FERTILITY PROMOTING AND INHIBITING EFFECTS OF NEW STEROID HORMONAL SUBSTANCES

Author Affiliations

Los Angeles

From the departments of medicine and obstetrics and gynecology, University of California at Los Angeles School of Medicine; the Los Angeles planned Parenthood Centers, and the Tyler Clinic.

JAMA. 1959;169(16):1843-1854. doi:10.1001/jama.1959.03000330015003
Abstract

Synthetic, orally active substances with effects resembling those of progesterone have become available.
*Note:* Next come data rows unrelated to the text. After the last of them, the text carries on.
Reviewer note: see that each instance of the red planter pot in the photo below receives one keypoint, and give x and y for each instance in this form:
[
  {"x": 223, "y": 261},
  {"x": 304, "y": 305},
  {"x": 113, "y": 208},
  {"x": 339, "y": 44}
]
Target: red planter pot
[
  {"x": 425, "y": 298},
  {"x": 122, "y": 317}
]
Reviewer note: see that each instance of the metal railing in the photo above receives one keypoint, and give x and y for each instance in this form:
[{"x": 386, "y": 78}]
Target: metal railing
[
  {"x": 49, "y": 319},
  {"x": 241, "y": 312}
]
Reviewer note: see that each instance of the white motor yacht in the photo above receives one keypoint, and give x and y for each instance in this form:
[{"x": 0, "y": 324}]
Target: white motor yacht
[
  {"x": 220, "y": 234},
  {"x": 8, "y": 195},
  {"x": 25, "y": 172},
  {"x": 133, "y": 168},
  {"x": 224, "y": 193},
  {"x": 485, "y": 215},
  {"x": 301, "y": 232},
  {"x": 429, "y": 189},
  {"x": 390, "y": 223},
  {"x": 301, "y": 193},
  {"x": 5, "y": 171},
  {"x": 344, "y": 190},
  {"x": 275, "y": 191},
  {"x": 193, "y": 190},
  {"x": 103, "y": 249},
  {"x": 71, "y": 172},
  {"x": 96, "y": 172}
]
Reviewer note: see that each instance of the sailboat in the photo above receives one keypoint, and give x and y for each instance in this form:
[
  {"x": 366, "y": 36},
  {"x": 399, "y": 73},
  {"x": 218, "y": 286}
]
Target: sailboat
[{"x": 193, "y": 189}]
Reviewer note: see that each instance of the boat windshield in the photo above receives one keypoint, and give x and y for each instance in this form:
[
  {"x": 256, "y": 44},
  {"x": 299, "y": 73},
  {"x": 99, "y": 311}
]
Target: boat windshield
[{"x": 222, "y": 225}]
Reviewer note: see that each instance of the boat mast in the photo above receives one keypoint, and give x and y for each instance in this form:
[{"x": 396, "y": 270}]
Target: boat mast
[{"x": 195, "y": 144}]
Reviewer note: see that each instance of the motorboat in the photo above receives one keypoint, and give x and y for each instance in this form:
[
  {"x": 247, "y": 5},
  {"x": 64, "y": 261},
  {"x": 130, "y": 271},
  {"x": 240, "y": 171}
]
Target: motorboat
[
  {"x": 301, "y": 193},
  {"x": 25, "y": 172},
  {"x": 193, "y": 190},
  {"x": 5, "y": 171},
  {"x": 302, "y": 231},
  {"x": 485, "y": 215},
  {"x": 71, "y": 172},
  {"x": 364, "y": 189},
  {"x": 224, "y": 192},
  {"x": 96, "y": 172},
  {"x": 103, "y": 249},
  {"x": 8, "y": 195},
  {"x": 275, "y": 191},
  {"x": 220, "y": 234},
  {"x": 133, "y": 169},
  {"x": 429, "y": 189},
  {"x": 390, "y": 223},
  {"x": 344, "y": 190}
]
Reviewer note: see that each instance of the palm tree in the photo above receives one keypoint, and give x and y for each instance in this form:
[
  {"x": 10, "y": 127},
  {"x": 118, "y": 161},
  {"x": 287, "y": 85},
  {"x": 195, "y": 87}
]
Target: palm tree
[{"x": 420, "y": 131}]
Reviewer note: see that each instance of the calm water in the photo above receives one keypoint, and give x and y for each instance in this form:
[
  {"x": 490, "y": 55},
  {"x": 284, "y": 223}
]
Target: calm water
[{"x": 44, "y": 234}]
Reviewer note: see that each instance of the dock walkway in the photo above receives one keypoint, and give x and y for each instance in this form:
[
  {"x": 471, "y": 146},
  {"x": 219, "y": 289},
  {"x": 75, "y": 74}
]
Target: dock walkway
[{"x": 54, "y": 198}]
They differ not only in dosage but also in the details of their action on various organs. Their double effect in preparing the uterus for nidation and suspending ovulation should make them useful in both the positive and the negative aspects of planned parenthood. The antifertility action has been tested by 715 patients using five different preparations. After exclusion of imperfect data there remained observations on 3,082 months of therapy with 22 pregnancies, giving a pregnancy rate of 8.6% as compared with about 4% for other contraceptive measures. Both unfavorable and favorable side-effects were reported. The use of progestational drugs in this way depends not on local but on systemic actions, the extent of which has not been completely determined. Nevertheless, it suggests a relatively simple form of family planning in addition to other important uses in gynecology and obstetrics.